发布时间：2018-04-22 20:24

  本文选题：聚乳酸 + 3D打印　； 参考：《沈阳工业大学》2017年硕士论文

【摘要】：聚乳酸(PLA)作为热塑性的生物可降解脂肪族聚酯材料,因其具有优良的生物相容性、高透明性、高模量和高强度等特性,近年来受到人们的广泛关注。而随3D打印技术的发展,作为环境友好型材料的PLA在3D打印领域具有广阔的应用前景。然而,作为3D打印耗材要求材料具有良好的加工流动性和韧性,这样可以防止在打印过程中发生喷头堵塞,同时避免在牵引力作用下发生断丝现象。由于PLA韧性差、流动性差和易燃等缺点,限制了PLA在3D打印领域的广泛应用。
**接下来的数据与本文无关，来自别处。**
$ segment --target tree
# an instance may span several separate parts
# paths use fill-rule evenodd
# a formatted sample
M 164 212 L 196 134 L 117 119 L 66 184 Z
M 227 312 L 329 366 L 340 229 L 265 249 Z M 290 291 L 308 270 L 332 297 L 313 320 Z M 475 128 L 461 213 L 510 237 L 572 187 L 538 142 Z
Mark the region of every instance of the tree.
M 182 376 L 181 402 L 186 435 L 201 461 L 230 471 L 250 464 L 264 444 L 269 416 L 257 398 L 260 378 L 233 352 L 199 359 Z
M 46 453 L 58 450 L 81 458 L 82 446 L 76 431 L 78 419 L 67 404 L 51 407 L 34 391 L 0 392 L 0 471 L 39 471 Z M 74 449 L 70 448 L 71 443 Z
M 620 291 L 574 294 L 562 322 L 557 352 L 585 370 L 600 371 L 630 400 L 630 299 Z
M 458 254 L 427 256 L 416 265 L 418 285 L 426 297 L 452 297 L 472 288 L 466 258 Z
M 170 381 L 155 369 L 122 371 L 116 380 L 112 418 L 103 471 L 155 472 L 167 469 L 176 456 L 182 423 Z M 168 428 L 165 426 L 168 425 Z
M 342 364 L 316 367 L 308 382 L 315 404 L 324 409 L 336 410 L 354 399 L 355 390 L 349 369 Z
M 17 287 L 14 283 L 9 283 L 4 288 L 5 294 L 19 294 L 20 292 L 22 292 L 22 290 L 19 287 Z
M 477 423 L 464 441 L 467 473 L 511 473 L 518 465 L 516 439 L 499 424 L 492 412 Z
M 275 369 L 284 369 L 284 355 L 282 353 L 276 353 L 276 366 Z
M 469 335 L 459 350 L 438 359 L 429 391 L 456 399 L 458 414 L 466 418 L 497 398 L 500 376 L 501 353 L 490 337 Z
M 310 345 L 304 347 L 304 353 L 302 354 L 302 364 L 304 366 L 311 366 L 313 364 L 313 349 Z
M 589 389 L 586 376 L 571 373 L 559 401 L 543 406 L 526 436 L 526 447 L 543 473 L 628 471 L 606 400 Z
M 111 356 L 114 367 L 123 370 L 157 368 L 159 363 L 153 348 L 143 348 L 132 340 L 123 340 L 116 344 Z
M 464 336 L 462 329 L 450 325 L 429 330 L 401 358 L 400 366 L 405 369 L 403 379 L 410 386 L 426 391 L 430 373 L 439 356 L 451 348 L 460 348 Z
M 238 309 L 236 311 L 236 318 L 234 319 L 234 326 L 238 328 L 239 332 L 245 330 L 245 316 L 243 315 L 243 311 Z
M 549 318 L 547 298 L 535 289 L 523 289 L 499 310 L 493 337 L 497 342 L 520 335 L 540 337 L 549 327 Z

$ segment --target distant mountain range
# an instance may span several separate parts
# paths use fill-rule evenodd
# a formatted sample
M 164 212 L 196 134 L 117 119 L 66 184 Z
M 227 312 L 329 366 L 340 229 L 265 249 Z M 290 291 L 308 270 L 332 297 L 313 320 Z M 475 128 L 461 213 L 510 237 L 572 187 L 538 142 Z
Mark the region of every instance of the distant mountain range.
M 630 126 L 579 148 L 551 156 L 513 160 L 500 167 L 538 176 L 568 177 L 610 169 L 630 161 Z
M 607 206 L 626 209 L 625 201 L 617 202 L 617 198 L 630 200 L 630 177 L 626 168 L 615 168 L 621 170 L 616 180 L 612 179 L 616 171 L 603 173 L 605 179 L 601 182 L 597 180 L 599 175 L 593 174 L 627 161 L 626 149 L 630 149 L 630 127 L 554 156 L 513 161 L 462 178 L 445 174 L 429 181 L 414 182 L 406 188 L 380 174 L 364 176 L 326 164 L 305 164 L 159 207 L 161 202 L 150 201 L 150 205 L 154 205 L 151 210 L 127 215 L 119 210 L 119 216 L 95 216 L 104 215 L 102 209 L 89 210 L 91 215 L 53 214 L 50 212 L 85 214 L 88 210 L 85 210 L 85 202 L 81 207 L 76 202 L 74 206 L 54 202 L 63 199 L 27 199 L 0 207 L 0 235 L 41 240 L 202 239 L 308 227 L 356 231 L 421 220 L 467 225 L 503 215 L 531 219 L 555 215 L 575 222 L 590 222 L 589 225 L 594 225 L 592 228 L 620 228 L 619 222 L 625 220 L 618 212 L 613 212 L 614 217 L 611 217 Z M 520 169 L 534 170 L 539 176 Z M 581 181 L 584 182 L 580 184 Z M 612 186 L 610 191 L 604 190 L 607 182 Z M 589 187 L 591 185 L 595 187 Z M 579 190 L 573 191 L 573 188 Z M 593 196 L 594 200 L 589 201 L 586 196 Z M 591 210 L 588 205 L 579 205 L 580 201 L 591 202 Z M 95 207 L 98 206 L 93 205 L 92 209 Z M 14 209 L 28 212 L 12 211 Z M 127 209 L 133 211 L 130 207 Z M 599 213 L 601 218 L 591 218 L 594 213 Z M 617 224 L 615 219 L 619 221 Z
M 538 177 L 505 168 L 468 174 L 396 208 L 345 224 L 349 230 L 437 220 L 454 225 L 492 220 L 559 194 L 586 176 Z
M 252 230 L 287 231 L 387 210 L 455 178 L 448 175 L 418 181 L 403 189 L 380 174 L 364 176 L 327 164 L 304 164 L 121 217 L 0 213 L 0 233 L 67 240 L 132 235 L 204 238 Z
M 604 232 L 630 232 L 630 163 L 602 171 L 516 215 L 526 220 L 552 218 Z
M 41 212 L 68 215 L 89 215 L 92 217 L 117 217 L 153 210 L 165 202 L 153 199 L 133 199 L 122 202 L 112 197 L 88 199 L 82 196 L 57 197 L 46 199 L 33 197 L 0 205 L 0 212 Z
本文首先系统性综述了近年来PLA在阻燃、增韧和3D打印领域的研究情况。其次,采用聚乙二醇(PEG)、聚丁二酸丁二醇酯(PBS)、乙烯-醋酸乙烯共聚物(EVA)、聚磷酸铵(APP)和液晶聚合物(LCP)对PLA同时进行阻燃和增韧改性,并通过极限氧指数测试、垂直燃烧测试、热重分析、差示扫描量热分析、力学性能测试、扫描电镜分析和熔融指数分析等对PLA复合材料进行性能表征。主要研究工作如下:(1)通过熔融共混的方法制备了PLA/PEG/APP/LCP阻燃增韧体系。极限氧指数和垂直燃烧测试表明添加15%的APP后复合材料的极限氧指数达到30.1%,达到难燃级别,通过UL-94 V-0标准。热重分析发现,LCP的添加降低了复合材料最大分解速率所对应的温度。力学性能测试发现,PEG的添加使PLA的韧性得到明显改善,添加15%PEG使复合材料的断裂伸长率由4.1%提高到75.2%,随LCP添加量的增加复合材料的断裂伸长率逐渐降低,添加1.0%LCP时,断裂伸长率由57.1%降低到19.38%。对拉伸断裂面进行SEM测试发现,PEG与PLA相容性较好,体现明显的韧性断裂,APP与PLA发生相分离现象。通过熔融指数分析发现,LCP的添加可以明显改善复合材料的加工流动性,MFR由7.01g/10min提高到14.09g/10min。(2)通过熔融共混的方法制备了PLA/PBS/APP阻燃增韧体系。极限氧指数和垂直燃烧测试表明,APP添加量为20%时LOI达到31.5%,通过UL-94 V-0标准。热重分析发现,改性后复合材料初始分解温度提高了10℃,残炭率随APP含量的增加由0.2%提高到16.8%。力学性能测试发现,添加PBS后复合材料的冲击强度和断裂伸长率明显提高,随APP含量的增加复合材料的拉伸强度、冲击强度和断裂伸长率逐渐降低。对拉伸断裂面进行SEM测试发现,PLA和PBS未完全相容,APP与PLA发生相分离现象。通过熔融指数分析发现,随APP含量的增加复合材料MFR先增大后减小,APP含量为15%时达最大值27.41g/10min。(3)通过熔融共混的方法制备了PLA/EVA/APP阻燃增韧体系。极限氧指数和垂直燃烧测试表明,当APP添加量为20%时LOI达到28.3%,达到难燃材料级别,通过UL-94V-0标准。热重分析发现,改性后复合材料初始分解温度提高了10℃左右,残炭率随APP含量的增加由1.34%提高到20.26%。力学性能测试发现,添加EVA后复合材料的冲击强度和断裂伸长率明显提高,随APP含量的增加复合材料的拉伸强度、冲击强度和断裂伸长率逐渐降低。对拉伸断裂面进行SEM测试发现,PLA和EVA相容性较差,APP与PLA发生相分离现象。熔融指数分析发现,随APP含量的增加复合材料MFR先增大后减小,APP含量为10%时达最大值22.51g/10min。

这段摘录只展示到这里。